Di quest’uomo, raffigurato da grande e al vertice della sua carriera militare, ma immortalato con la stessa espressione e i medesimi occhi buoni di quando, bambino, come divisa il grembiule blu e il fiocco bianco a fare da gorgiera, posava nella foto di gruppo a scuola, sappiamo che viso aveva o che, forse, ha. Non sappiamo però come si chiamava. Resta anonimo il protagonista di questo dipinto che, firmato in basso a destra (ma la firma è difficilmente leggibile, anche perché parzialmente coperta dalla cornice: e qui l’offesa è tutta per il pittore a cui è stata celata/negata la paternità), è offerto in vendita per poche decine di euro. Il suo destino è lo stesso di ritratti, di più alta qualità, incastonati in sarcofagi romani, nelle tombe terragne di chiese medievali, sulle tavole e le tele che riempiono quadrerie barocche, musei e gallerie d’arte d’oggidì. Parliamo di uomini e donne dei quali ci è arrivata l’effigie ma di cui s’è perso il nome, smarrita l’identità e la storia – e comunque il fato del nostro carabiniere tra i cristalli è, sarà, certamente più fausto della foto con la bella signora che ci sorride, i denti belli come le perle della sua collana, dal centro di una “cornicetta ovale dorata”: prezzato 3,65 euro, per giunta con l’etichetta incollata sul vetro a coprire mezza faccia, questo oggetto sarà probabilmente preso da un acquirente interessato al contenitore ma niente affatto al contenuto che verrà, nel migliore dei casi, coperto da una nuova foto e la vecchia finirà strappata nella carta da buttare: Sic Transit Gloria (magari era il nome di lei) Mundi.

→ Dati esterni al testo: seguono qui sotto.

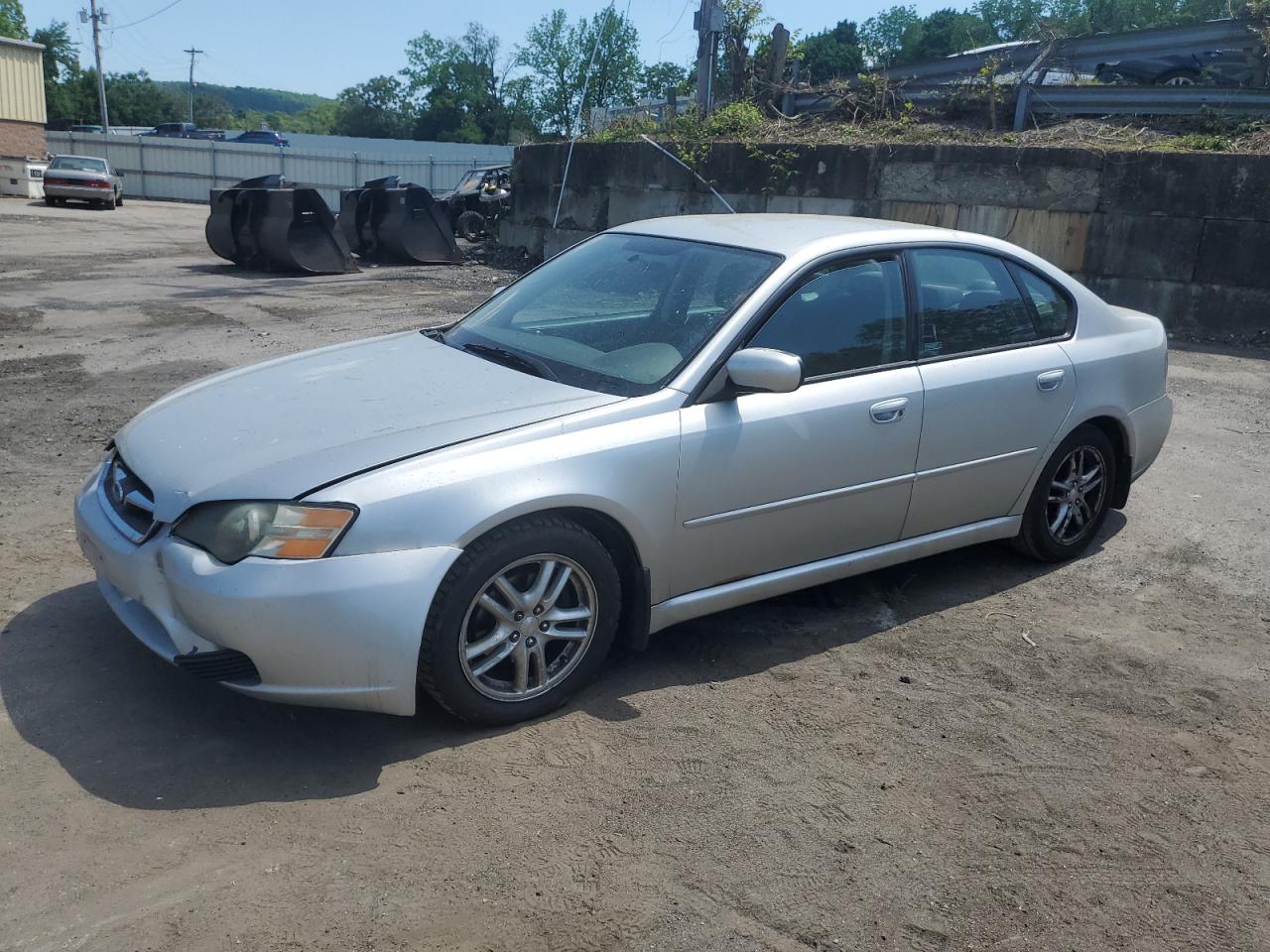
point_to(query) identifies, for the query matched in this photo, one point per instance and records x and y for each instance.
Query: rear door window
(965, 302)
(846, 316)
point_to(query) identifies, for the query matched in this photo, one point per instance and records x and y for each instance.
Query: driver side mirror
(760, 370)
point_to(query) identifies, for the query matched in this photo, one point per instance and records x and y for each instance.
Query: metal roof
(783, 234)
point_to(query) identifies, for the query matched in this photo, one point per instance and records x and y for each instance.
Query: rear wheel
(522, 621)
(1071, 498)
(470, 225)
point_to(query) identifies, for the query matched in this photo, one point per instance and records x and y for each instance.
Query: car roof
(785, 234)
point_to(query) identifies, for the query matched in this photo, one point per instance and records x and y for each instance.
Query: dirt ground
(885, 763)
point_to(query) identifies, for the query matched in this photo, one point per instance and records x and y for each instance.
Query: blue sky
(322, 46)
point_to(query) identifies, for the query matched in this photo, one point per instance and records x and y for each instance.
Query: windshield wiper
(509, 358)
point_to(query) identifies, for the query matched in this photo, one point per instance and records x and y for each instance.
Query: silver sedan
(672, 417)
(85, 178)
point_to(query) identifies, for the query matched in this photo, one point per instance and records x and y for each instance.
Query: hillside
(254, 99)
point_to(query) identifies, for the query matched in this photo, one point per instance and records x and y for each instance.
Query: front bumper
(333, 633)
(82, 193)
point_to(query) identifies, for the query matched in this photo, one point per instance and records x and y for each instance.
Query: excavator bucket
(389, 220)
(268, 223)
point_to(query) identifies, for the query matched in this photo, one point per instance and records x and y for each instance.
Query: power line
(149, 17)
(191, 53)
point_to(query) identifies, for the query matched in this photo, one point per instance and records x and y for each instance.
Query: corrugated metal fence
(186, 169)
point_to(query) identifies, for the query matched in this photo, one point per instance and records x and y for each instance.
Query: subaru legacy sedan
(672, 417)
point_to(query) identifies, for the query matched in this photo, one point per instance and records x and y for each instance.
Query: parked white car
(672, 417)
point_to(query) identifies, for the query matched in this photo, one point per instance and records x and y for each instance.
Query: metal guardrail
(1083, 54)
(1139, 100)
(1079, 100)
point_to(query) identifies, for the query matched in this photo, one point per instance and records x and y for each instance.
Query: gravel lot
(884, 763)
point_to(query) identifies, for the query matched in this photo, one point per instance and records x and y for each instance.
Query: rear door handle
(888, 411)
(1049, 380)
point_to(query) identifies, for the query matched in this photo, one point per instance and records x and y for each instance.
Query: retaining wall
(1185, 236)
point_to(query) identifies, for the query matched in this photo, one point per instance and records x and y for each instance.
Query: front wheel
(522, 621)
(1071, 498)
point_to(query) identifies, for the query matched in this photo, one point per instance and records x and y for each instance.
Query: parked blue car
(262, 137)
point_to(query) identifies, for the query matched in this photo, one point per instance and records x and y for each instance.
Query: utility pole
(708, 23)
(98, 18)
(191, 54)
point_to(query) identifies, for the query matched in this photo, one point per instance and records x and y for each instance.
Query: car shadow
(137, 733)
(227, 270)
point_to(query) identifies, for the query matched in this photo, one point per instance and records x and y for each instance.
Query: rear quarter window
(1051, 306)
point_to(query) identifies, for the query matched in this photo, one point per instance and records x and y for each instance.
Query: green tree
(13, 21)
(558, 55)
(62, 70)
(656, 79)
(742, 23)
(376, 108)
(212, 112)
(1016, 19)
(832, 54)
(453, 85)
(883, 36)
(136, 99)
(943, 33)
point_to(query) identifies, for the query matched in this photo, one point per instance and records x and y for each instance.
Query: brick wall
(22, 139)
(1179, 235)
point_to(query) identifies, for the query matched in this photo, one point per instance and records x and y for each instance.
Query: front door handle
(888, 411)
(1049, 380)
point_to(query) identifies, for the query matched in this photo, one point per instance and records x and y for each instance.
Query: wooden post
(706, 23)
(780, 50)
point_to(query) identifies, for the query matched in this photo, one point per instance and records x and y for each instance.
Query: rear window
(72, 163)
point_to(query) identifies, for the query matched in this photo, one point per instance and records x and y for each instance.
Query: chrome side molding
(694, 604)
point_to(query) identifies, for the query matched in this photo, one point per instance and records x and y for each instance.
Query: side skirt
(694, 604)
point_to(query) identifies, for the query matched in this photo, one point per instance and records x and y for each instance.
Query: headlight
(234, 531)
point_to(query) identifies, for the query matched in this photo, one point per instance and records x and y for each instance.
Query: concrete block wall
(1185, 236)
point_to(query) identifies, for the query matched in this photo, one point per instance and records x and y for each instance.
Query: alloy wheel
(529, 627)
(1076, 495)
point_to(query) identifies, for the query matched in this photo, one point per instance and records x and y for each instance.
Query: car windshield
(76, 164)
(619, 313)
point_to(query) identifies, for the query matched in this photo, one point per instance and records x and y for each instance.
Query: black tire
(1178, 77)
(470, 225)
(441, 671)
(1037, 536)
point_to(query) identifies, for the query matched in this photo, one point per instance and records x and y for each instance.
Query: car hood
(282, 428)
(75, 176)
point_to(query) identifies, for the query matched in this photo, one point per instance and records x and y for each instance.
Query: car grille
(225, 664)
(126, 499)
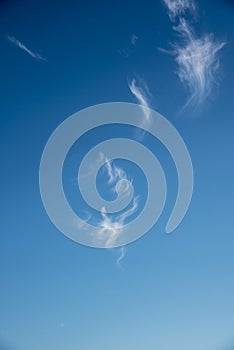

Se il quadro del e con il carabiniere non verrà venduto, nemmeno dopo che, passati 60 giorni, i responsabili del Mercatino abbasseranno il prezzo già basso, potrà essere ritirato dal proprietario. Che potrà dargli un’altra chance, ma la vedo difficile, e provare a restituire il nome al soggetto e una funzione al dipinto. Potrebbe però essere stato lo stesso ritrattato a ritrarsi, a dismettere – insieme alla divisa in cui si è fatto immortalare (o si è autoritratto in quanto valente dilettante della tavolozza?) – il dipinto che era diventato un ricordo ossessivo di un tempo e di un ruolo che voleva dimenticare. In una esplicita, auto damnatio memoriae. E ora se ne sta, hai visto mai?, in camicia hawaiana, pinocchietti e occhiali da sole, ciabatte ai piedi e mojito in mano, a girare per le spiagge infuocate dell’estate rovente. Allora sì che il suo gesto di alienazione, del quadro e di un suo sé precedente, sarebbe davvero un atto artistico liberatorio. Un gesto da imitare e da consigliare ai tanti che dipingono, fotografano, scrivono e poetano convinti che lasceranno un segno nell’arte o nel cuore dei posteri.